But to Dunstan's Wolde he did not go—not even when, in obedience to her lord's commands, the Countess herself besought him with gracious hospitality.
To their town house he went but seldom, pleading as reason, affairs which occupied his time, journeys which removed him to other parts. But to refuse to cross the threshold was impossible; accordingly there were times when he must make visits of ceremony, and on one such occasion he found her ladyship alone, and she conveyed to him her husband's message and his desire that she herself should press his invitation.
'Twas upon a winter afternoon, and when my lord Duke was announced he entered the saloon, to behold my lady sitting by the firelight in a carven gilded chair, her eyes upon the glowing coals, her thoughts plainly preoccupied. On hearing his name she slightly started, and on his entry rose and gave him her soft warm hand, which he did not kiss because its velvet so wooed him that he feared to touch it with his lips. 'Twas not a hand which he could touch with simple courtesy, but must long to kiss passionately, and over and over again, and hold close with whispered words.
"My lord has but just left me," she said. "He will be almost angry at the chance which led him to go before your coming. The last hour of our talk was all of your Grace;" and she sat upright against the high back of her chair. And why was it that, while she sat so straight and still, he felt that she held herself as one who needs support? "The last hour of our talk was all of you," she said again, and oh, the velvet of her eyes was asking him for some aid, some mercy; and his soul leaped in anguish as he saw it. "He says I must beguile you to be less formal with us. Before our marriage, he tells me, your Grace came often to Dunstan's Wolde, and now you seem to desert us."
"No, no!" exclaimed my lord Duke, as if involuntarily, and rose from his seat and stood looking down into the fire.
"I told him you would exclaim so!" said my lady, and her low-pitched voice was a thing to make a man tremble. "I know your Grace loves him—I think any heart must love him——"
My lord Duke turned and looked at her. Their eyes rested on each other and spoke.
"I thank your Ladyship," he said, "that you so understood. I pray you let him not think I could at any time feel less tender of his goodness."
But what his whole being impelled him to, was to throw himself upon his knees before her like a boy, to lay his face upon her little hands which rested open upon her lap, and to cry to her that there were hours when he could bear no more. And could it have been that if he had so done she would have bent her dear head and wept—for her voice, when she answered him, had surely tears in it.
"I will not let him think so," she said. "A heart as full of gentleness and warmth as his must not be chilled.
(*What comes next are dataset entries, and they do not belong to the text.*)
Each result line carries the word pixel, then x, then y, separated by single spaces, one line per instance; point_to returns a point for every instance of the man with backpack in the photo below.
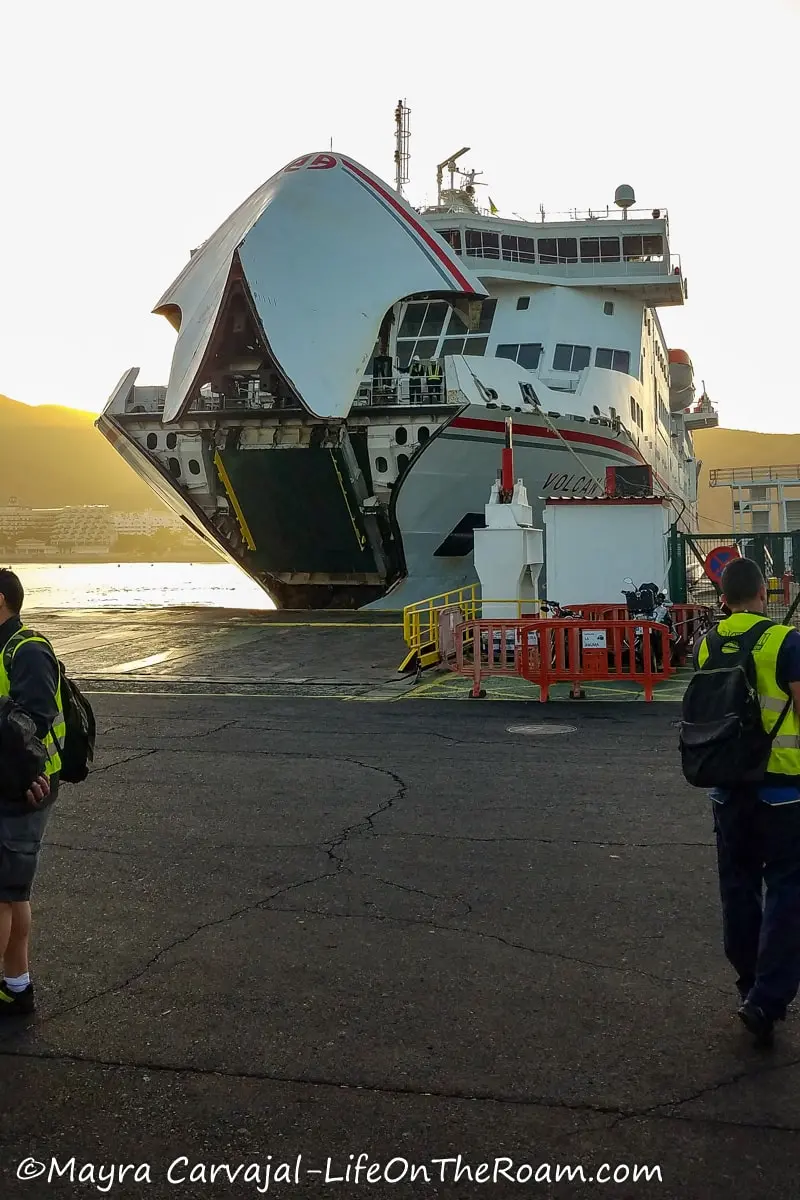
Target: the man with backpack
pixel 740 737
pixel 30 682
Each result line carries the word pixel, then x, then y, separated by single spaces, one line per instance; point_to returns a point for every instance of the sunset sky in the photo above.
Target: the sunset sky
pixel 130 132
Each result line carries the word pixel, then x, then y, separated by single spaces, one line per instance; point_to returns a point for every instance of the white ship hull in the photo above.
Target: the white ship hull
pixel 298 433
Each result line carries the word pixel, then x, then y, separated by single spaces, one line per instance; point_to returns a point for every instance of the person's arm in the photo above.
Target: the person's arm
pixel 34 679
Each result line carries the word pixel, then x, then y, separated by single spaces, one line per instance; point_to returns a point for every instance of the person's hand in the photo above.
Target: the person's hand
pixel 37 791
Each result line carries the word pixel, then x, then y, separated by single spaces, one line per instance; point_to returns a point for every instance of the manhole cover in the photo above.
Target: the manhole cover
pixel 542 730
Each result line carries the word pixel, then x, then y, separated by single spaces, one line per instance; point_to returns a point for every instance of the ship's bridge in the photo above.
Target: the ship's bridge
pixel 575 249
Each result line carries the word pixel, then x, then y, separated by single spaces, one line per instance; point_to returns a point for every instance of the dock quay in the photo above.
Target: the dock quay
pixel 275 922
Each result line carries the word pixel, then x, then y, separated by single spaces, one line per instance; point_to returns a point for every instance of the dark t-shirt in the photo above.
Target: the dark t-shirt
pixel 34 677
pixel 788 660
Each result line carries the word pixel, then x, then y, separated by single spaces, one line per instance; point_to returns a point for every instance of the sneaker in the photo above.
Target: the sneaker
pixel 16 1003
pixel 757 1023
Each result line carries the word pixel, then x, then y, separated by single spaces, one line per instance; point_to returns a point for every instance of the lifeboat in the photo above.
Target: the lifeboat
pixel 681 382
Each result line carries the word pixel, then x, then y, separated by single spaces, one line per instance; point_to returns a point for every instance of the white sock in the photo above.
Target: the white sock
pixel 19 983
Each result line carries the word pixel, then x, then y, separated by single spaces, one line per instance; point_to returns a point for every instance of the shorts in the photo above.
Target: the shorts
pixel 20 841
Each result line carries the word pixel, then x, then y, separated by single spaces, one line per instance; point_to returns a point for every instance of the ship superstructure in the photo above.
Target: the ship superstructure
pixel 344 366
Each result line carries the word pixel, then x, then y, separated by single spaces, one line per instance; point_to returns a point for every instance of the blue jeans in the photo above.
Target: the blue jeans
pixel 758 855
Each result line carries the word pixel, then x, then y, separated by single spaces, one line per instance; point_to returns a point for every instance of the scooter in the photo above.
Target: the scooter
pixel 648 603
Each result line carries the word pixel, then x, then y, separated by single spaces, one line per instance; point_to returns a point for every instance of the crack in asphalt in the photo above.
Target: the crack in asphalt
pixel 503 941
pixel 173 945
pixel 554 841
pixel 335 850
pixel 620 1114
pixel 330 847
pixel 120 762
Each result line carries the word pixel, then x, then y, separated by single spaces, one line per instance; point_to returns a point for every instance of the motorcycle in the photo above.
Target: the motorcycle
pixel 649 603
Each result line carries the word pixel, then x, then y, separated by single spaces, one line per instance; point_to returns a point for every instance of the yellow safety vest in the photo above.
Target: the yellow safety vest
pixel 58 731
pixel 785 759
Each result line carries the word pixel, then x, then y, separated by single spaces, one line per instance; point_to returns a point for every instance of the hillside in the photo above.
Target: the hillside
pixel 737 448
pixel 54 456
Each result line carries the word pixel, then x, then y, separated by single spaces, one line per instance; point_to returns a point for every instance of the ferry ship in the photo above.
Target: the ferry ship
pixel 344 365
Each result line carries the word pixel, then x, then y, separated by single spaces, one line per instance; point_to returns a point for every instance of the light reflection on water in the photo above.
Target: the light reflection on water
pixel 139 586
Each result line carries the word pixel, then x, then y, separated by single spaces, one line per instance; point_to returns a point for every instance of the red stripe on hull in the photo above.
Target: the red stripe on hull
pixel 541 431
pixel 421 232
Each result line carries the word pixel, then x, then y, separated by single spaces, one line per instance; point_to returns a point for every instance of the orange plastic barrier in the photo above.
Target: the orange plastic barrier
pixel 487 647
pixel 599 611
pixel 690 621
pixel 575 652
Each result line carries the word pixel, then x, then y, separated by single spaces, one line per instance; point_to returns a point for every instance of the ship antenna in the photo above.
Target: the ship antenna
pixel 402 142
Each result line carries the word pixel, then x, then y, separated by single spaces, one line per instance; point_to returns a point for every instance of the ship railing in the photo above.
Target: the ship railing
pixel 725 475
pixel 542 216
pixel 627 268
pixel 404 390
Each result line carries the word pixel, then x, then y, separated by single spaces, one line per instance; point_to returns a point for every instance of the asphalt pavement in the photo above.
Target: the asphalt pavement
pixel 311 929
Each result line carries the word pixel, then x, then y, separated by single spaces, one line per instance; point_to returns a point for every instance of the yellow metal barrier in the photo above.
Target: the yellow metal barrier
pixel 421 622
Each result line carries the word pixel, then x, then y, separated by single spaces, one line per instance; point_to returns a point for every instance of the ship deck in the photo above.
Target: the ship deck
pixel 292 925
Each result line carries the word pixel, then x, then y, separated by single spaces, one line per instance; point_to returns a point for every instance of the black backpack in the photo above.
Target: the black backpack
pixel 23 757
pixel 722 737
pixel 78 748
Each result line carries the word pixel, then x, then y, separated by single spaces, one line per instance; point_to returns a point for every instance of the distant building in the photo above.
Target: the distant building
pixel 144 523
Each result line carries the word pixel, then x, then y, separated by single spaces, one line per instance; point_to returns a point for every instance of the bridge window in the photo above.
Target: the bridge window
pixel 600 250
pixel 558 250
pixel 529 355
pixel 482 244
pixel 571 358
pixel 518 250
pixel 643 247
pixel 525 354
pixel 452 237
pixel 613 360
pixel 486 317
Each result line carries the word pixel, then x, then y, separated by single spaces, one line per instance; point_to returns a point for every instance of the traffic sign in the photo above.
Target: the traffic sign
pixel 717 559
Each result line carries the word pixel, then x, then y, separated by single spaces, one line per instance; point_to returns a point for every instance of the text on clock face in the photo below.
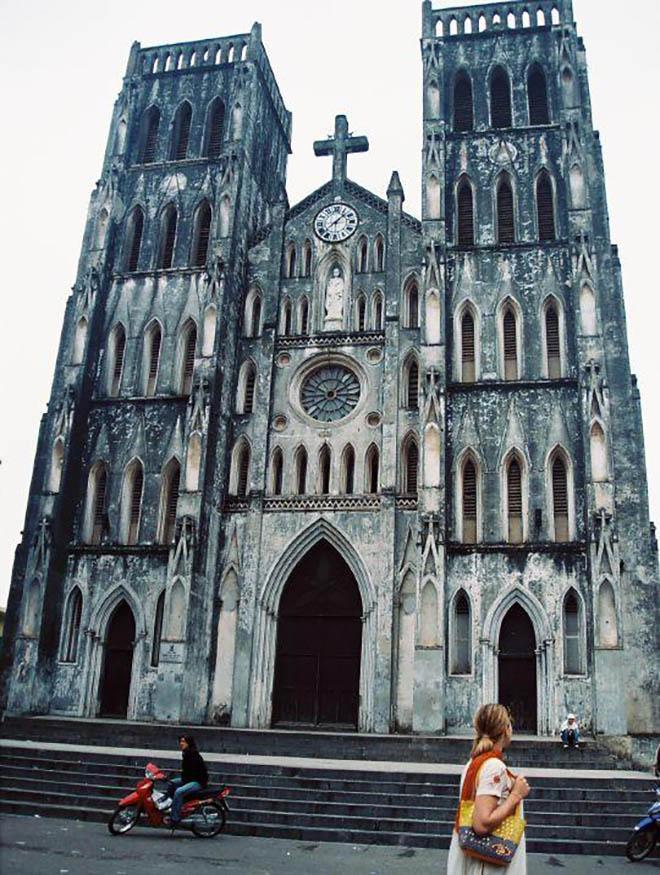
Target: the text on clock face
pixel 336 222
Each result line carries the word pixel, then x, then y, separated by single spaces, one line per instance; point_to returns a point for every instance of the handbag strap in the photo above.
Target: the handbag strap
pixel 469 788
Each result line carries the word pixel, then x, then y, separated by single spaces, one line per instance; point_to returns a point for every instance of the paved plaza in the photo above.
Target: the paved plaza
pixel 38 846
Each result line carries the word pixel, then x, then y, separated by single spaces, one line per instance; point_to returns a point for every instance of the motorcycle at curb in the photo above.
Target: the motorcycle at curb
pixel 204 812
pixel 645 834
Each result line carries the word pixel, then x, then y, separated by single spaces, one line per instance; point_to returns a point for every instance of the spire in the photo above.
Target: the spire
pixel 395 189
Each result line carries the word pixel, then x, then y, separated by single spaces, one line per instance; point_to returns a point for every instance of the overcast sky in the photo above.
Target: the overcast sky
pixel 62 64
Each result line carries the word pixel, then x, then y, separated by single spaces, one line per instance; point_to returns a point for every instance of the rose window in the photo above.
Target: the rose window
pixel 330 393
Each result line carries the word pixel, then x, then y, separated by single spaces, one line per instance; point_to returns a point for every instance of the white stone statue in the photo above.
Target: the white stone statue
pixel 334 300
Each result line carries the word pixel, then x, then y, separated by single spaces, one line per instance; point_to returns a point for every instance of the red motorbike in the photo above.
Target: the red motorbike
pixel 204 811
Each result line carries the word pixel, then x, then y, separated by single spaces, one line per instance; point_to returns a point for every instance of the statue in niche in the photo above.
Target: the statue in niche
pixel 334 300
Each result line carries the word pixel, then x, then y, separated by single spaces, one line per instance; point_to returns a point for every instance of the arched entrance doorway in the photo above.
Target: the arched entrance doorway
pixel 517 668
pixel 117 663
pixel 319 641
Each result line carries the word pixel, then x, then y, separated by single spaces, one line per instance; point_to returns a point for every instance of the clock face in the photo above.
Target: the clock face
pixel 336 222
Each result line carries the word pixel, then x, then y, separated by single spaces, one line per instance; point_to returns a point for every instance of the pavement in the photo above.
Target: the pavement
pixel 45 846
pixel 151 755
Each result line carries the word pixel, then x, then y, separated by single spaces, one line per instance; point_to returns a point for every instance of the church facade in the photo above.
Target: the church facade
pixel 329 464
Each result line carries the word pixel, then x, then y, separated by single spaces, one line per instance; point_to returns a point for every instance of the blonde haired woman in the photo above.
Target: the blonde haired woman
pixel 497 792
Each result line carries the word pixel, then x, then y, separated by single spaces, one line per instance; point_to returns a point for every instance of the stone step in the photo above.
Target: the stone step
pixel 528 750
pixel 431 797
pixel 313 778
pixel 242 799
pixel 270 830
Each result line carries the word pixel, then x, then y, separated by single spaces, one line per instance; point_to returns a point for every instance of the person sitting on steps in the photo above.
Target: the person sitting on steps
pixel 194 776
pixel 570 732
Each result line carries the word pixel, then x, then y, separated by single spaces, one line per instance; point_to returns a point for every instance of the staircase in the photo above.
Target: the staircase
pixel 567 813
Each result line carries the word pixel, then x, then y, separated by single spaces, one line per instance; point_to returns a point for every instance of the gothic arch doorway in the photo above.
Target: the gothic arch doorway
pixel 517 668
pixel 319 642
pixel 117 668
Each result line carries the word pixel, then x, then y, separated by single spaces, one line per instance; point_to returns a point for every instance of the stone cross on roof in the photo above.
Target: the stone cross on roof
pixel 339 146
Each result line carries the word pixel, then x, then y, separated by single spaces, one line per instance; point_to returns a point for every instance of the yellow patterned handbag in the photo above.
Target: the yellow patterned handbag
pixel 498 847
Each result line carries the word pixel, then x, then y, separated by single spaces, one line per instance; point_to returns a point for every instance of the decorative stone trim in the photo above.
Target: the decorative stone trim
pixel 321 502
pixel 339 338
pixel 236 504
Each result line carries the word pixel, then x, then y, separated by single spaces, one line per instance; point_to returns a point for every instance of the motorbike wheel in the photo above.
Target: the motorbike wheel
pixel 640 844
pixel 123 819
pixel 208 820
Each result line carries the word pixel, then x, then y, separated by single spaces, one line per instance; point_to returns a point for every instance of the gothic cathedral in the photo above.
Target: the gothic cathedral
pixel 331 465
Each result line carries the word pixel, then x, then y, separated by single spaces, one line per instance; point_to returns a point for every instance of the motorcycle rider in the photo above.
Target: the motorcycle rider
pixel 194 776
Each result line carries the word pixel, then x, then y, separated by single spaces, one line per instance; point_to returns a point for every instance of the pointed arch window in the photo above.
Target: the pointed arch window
pixel 468 350
pixel 348 471
pixel 96 518
pixel 240 469
pixel 158 630
pixel 510 344
pixel 545 207
pixel 304 316
pixel 500 99
pixel 463 103
pixel 249 386
pixel 465 205
pixel 324 470
pixel 362 255
pixel 181 132
pixel 134 229
pixel 132 502
pixel 371 472
pixel 286 318
pixel 215 122
pixel 378 311
pixel 301 471
pixel 187 346
pixel 410 466
pixel 193 462
pixel 411 313
pixel 537 96
pixel 412 384
pixel 462 636
pixel 56 465
pixel 572 624
pixel 168 224
pixel 608 634
pixel 210 321
pixel 201 235
pixel 560 498
pixel 169 499
pixel 79 341
pixel 277 467
pixel 152 345
pixel 469 501
pixel 117 352
pixel 598 453
pixel 253 314
pixel 514 502
pixel 149 135
pixel 291 260
pixel 307 259
pixel 73 616
pixel 553 342
pixel 361 313
pixel 379 254
pixel 506 228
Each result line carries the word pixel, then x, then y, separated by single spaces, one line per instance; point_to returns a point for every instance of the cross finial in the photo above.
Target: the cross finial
pixel 339 146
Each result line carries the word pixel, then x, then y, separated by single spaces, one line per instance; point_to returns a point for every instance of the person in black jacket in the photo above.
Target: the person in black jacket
pixel 194 776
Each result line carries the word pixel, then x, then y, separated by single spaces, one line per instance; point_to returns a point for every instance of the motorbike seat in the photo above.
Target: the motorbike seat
pixel 210 791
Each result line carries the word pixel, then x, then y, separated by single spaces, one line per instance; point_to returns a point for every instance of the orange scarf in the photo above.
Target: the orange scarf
pixel 468 791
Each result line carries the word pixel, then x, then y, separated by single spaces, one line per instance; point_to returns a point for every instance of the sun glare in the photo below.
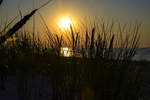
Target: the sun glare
pixel 64 23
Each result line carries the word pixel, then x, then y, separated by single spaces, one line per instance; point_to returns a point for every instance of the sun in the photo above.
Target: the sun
pixel 64 23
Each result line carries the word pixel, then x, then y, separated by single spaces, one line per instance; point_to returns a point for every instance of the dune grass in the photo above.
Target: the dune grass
pixel 104 71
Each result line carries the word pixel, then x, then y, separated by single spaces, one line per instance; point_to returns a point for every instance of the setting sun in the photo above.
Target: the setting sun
pixel 64 23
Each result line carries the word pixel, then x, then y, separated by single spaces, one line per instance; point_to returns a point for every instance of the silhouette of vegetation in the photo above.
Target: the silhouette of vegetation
pixel 103 71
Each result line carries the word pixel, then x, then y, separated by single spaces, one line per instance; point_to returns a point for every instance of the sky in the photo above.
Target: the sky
pixel 124 10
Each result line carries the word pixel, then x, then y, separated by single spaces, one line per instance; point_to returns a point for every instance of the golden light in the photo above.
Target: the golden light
pixel 64 23
pixel 66 52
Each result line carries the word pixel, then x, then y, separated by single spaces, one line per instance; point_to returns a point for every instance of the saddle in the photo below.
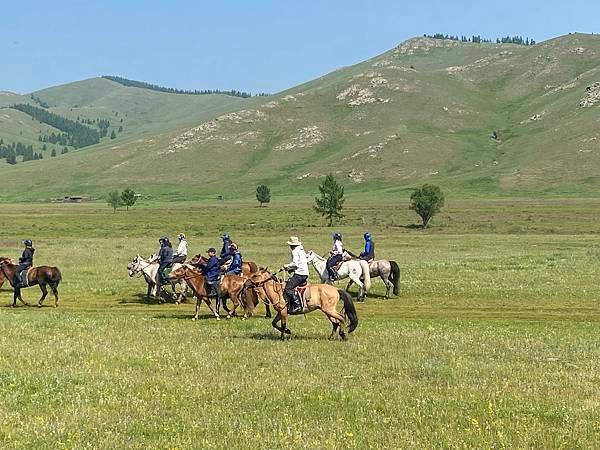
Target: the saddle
pixel 23 278
pixel 302 293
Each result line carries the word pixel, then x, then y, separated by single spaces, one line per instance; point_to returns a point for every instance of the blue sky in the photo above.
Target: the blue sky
pixel 253 45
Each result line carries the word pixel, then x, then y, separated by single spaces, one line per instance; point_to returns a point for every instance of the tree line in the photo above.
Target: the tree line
pixel 155 87
pixel 479 40
pixel 78 135
pixel 10 152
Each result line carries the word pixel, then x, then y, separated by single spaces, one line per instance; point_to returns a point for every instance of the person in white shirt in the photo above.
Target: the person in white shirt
pixel 299 266
pixel 181 254
pixel 337 254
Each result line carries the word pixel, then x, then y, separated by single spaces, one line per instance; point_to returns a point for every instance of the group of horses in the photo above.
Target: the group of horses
pixel 257 284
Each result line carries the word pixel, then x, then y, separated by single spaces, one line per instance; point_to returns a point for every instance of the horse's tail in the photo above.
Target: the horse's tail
pixel 253 267
pixel 366 274
pixel 349 310
pixel 395 276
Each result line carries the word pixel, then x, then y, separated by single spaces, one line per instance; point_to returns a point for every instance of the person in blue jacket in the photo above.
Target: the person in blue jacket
pixel 235 268
pixel 369 253
pixel 212 272
pixel 25 262
pixel 165 259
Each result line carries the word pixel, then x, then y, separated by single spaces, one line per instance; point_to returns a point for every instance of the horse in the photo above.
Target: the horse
pixel 8 260
pixel 149 269
pixel 355 269
pixel 320 296
pixel 389 271
pixel 42 276
pixel 248 268
pixel 232 286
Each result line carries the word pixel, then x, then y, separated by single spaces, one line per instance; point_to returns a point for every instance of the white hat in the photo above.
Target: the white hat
pixel 294 241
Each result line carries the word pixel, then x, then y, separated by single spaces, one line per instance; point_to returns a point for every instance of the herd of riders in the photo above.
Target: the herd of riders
pixel 231 258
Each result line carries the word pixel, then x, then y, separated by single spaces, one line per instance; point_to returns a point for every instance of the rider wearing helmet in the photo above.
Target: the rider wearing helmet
pixel 337 254
pixel 299 266
pixel 369 252
pixel 235 268
pixel 226 249
pixel 181 254
pixel 25 262
pixel 212 271
pixel 165 259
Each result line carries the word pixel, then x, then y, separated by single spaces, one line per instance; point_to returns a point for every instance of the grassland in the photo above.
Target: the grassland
pixel 493 342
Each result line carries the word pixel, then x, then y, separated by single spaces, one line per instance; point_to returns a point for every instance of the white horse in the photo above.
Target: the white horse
pixel 149 269
pixel 355 269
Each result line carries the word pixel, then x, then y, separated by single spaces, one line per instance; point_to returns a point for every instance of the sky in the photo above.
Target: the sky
pixel 252 45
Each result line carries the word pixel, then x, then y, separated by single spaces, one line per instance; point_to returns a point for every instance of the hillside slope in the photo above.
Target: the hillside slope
pixel 423 112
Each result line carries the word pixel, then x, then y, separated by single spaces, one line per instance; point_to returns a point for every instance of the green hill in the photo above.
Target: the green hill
pixel 425 111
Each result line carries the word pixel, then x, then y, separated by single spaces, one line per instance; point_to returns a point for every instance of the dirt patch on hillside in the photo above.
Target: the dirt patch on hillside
pixel 305 138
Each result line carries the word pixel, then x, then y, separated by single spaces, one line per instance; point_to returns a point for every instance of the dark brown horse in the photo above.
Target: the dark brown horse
pixel 249 268
pixel 43 276
pixel 232 287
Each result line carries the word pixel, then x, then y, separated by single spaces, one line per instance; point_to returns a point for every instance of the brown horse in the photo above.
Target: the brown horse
pixel 43 276
pixel 232 287
pixel 321 296
pixel 248 269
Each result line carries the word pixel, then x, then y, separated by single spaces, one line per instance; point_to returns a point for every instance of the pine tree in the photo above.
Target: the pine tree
pixel 128 198
pixel 263 194
pixel 331 202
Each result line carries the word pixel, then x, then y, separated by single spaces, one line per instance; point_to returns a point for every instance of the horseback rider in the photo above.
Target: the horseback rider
pixel 337 254
pixel 226 249
pixel 369 252
pixel 299 266
pixel 235 268
pixel 25 262
pixel 165 259
pixel 212 272
pixel 181 254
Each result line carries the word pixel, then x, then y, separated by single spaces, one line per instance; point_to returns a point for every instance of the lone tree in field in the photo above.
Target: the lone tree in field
pixel 114 200
pixel 128 198
pixel 331 202
pixel 263 194
pixel 427 201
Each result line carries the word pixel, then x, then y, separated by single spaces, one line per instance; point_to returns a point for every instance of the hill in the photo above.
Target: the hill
pixel 479 119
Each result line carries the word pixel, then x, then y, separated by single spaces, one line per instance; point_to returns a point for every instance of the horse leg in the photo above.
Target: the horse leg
pixel 55 292
pixel 21 298
pixel 44 294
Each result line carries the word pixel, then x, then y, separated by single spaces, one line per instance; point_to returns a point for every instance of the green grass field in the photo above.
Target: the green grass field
pixel 493 343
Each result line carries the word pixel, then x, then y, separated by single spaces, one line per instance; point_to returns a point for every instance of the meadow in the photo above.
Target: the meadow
pixel 494 341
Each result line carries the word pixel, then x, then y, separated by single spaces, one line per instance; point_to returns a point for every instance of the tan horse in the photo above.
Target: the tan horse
pixel 322 296
pixel 232 287
pixel 250 299
pixel 43 276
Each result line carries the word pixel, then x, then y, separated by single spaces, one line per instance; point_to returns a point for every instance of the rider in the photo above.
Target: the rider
pixel 226 249
pixel 25 262
pixel 181 254
pixel 337 254
pixel 299 266
pixel 212 271
pixel 369 252
pixel 235 268
pixel 165 259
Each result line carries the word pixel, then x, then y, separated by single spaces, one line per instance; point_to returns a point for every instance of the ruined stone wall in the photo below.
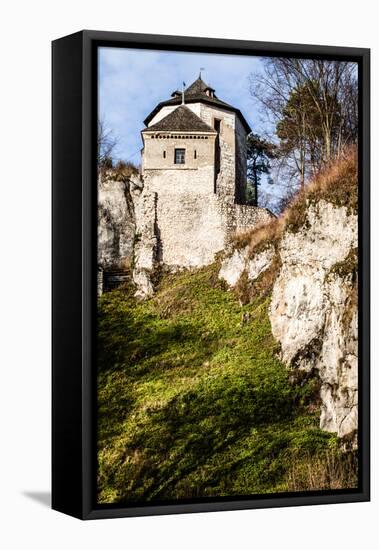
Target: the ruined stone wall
pixel 225 185
pixel 241 162
pixel 189 226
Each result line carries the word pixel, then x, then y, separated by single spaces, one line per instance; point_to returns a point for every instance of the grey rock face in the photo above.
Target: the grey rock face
pixel 309 307
pixel 313 311
pixel 116 222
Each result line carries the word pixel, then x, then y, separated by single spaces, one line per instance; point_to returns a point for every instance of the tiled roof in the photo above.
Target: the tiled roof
pixel 196 93
pixel 182 119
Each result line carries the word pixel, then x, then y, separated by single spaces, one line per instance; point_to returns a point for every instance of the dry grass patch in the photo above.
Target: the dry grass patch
pixel 326 471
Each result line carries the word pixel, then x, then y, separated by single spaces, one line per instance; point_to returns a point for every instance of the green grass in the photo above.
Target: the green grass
pixel 194 403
I will use all my power. Your Grace has much to do about the Queen at this time of disturbance and cabal. Her Grace of Marlborough's angers, the intrigues of Harley and St. John, the quarrels of Mrs. Masham, make such a turmoil that you, whom her Majesty loves, must be preoccupied." She laid a hand softly upon her breast. "He will believe all that I say," she said. "His kindness is so great to me."